Chinese navy officers find value in US visit
Updated: 2015-02-12 11:29
By Zhao Lei(China Daily)
A Chinese navy officer (right) talks with his counterparts in the US navy in Newport, Rhode Island, last week as part of a six-day exchange program. Twenty-nine officers visited military installations along the US East Coast. Provided to China Daily
Last week's visit to the United States by officers of the Chinese navy will deepen mutual understanding and help reduce misunderstandings and misjudgments at sea, delegation members told China Daily.
"In the past, when our ships met at sea, both of us - captains from the two navies - didn't know what the other side was thinking or how we should communicate with each other," said Commander Zhao Yanquan, captain of a missile destroyer of the South Sea Fleet of the People's Liberation Army navy.
"Through the visit, we began to get acquainted personally and shared our thoughts on many things," Zhao said.
Twenty-nine navy officers, two of them women, flew to Washington on Feb 1 for the start of a six-day exchange program with their US counter-parts.
"We found that no matter which navy we serve, we have some common problems, such as long-time separation from children," Zhao said.
"What is interesting is that we both thought our ship designers should spend more time with sailors so they can avoid stupid designs," he added.
The officers visited Washington; Newport, Rhode Island; and New York City.
They toured the US Naval Academy, Surface Warfare Officers School and the Naval War College, and took part in seminars with trainees at the Surface Warfare Officers School, according to the PLA navy headquarters.
Most of the Chinese officers are young commanders from the PLA navy's combat units and have participated in escort missions in the Gulf of Aden or multinational naval events, the statement said, adding this is the first time the navy has sent a large delegation of front-line commanders to an exchange event with the US navy.
During their discussions, officers from both sides explored the application of the Code for Unplanned Encounters at Sea, which was approved by naval officials from more than 20 Asia-Pacific countries in April at a symposium in China.

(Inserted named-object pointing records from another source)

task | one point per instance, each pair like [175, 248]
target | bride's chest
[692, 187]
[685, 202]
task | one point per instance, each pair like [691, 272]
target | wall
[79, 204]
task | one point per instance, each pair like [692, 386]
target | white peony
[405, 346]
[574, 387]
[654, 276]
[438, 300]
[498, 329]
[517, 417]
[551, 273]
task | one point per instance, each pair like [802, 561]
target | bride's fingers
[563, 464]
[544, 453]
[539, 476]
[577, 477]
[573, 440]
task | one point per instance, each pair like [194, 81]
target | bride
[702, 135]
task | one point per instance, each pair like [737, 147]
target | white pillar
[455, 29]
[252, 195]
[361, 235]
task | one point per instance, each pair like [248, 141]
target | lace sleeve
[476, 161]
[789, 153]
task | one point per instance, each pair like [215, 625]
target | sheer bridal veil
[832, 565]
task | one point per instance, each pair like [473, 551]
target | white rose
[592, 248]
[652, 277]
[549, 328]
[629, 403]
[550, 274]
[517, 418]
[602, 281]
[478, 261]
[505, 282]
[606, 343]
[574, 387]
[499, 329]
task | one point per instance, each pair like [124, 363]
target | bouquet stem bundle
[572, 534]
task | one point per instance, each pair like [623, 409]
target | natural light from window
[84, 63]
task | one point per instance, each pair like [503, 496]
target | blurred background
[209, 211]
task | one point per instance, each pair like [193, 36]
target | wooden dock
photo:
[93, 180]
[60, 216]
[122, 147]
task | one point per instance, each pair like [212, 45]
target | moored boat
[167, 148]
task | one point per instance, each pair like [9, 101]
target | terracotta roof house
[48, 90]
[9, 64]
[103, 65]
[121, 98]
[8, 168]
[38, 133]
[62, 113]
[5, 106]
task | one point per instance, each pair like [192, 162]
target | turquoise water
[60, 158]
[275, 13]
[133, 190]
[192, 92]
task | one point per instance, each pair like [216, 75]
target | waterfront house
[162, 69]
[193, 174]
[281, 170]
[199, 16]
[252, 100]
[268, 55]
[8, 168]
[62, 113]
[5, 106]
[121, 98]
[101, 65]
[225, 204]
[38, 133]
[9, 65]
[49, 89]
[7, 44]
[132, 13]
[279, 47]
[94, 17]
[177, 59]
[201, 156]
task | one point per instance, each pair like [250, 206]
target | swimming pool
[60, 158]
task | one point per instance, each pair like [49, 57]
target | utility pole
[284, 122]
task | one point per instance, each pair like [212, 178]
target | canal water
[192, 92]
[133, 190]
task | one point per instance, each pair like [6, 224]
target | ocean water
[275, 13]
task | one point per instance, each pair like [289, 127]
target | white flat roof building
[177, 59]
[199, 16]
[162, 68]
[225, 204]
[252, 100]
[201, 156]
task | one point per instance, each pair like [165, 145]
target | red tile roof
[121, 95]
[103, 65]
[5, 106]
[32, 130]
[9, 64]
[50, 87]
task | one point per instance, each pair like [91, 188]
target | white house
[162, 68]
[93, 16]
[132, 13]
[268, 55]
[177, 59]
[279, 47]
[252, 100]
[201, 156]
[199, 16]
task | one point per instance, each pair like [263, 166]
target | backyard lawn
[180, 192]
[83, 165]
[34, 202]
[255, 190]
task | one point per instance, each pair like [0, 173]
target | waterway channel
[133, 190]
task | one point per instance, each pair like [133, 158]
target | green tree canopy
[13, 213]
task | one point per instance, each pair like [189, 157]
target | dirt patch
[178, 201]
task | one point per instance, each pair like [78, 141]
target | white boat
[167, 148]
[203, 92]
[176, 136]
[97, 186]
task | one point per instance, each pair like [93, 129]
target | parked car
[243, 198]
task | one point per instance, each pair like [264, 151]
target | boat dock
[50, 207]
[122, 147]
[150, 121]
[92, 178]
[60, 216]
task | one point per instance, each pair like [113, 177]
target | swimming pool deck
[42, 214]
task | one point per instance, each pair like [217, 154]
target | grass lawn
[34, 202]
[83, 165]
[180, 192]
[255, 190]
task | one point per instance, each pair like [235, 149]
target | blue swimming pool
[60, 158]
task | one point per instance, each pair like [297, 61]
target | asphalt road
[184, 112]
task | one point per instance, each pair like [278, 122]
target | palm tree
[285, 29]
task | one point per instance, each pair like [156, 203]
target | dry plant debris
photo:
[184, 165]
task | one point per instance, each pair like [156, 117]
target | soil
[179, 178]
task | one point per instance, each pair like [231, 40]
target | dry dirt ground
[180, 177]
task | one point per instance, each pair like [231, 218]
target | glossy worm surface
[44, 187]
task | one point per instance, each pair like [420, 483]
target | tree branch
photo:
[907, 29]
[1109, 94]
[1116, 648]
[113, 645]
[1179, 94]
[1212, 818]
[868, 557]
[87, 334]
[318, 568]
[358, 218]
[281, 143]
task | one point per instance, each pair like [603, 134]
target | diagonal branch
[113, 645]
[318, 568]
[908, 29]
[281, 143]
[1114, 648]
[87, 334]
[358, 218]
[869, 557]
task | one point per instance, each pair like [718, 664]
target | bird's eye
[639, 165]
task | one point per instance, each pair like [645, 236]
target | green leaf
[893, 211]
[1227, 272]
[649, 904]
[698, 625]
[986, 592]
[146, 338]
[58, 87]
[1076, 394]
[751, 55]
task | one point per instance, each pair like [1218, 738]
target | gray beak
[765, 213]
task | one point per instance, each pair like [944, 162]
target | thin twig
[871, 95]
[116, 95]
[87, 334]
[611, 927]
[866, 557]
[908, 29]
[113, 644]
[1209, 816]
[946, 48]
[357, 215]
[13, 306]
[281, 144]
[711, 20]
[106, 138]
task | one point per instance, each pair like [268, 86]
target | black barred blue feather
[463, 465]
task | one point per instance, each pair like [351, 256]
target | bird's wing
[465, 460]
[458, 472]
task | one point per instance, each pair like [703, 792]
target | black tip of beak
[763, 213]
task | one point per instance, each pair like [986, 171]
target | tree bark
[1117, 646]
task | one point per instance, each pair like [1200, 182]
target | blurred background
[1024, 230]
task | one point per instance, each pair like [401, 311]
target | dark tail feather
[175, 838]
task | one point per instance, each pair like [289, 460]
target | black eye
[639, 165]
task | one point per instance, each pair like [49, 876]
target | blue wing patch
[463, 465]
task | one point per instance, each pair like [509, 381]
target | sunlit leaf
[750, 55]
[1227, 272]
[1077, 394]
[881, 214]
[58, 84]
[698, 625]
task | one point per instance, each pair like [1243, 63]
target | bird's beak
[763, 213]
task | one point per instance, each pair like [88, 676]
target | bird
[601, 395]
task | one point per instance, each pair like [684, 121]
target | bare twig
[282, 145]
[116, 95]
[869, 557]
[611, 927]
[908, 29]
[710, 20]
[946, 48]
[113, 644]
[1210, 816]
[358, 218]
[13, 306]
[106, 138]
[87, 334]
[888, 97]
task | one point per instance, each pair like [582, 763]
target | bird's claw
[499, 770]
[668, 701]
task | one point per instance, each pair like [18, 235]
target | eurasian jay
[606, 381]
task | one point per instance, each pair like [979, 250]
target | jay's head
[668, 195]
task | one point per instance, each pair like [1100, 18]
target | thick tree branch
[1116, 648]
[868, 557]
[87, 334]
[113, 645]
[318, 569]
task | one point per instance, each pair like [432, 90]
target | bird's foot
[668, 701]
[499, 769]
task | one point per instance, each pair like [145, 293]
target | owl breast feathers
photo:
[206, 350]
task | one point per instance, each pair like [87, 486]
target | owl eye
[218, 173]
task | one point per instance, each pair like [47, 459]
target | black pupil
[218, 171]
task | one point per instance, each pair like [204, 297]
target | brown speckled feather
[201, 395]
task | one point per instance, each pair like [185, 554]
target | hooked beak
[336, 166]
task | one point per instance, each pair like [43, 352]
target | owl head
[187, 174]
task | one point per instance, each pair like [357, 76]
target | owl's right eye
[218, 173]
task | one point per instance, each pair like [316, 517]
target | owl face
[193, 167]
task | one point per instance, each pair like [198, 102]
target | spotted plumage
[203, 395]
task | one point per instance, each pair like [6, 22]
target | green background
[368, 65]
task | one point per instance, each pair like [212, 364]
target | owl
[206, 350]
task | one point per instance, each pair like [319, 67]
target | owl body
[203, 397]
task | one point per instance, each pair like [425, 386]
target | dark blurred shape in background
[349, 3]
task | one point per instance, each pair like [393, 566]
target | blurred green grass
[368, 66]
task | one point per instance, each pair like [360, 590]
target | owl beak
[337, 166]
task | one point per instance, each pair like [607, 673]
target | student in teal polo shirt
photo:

The code is intended to head off accidents and miscommunication at sea to reduce the possibility of conflict.
Last year, China and the US conducted two joint exercises on the use of CUES.
"The visit aimed to strengthen relations between younger officers of the two navies, and to enrich our officers' knowledge of the US and its armed forces, especially the US navy," said Senior Captain Zhang Junshe, head of the delegation and a senior researcher at the PLA Naval Military Studies Research Institute.
Zhang noted: "We also hope the program will help improve our personnel training mechanism."
Zhang said members of the delegation came from destroyers, frigates, submarines, aviation units and the aircraft carrier Liaoning.
"They have rich experience as front-line commanders," he said. "Some of them have taken part in joint drills with the US navy," Zhang said.
Commander Justin Kubu, director of fleet division officer and international training at the Surface Warfare Officers School, said: "This engagement provided a unique opportunity for current and prospective commanding officers from both nations to learn more about each other professionally. I feel the event was very positive and aligned well with the continuing effort to build mutual trust between our two navies."
Zhao, the Chinese missile destroyer captain, pointed out: "As an emerging naval power, China can learn a lot from the US navy to see where we can improve. For instance, many delegation members, including me, were quite impressed by the US navy's training system for its large group of seasoned instructors, who are former front-line commanders."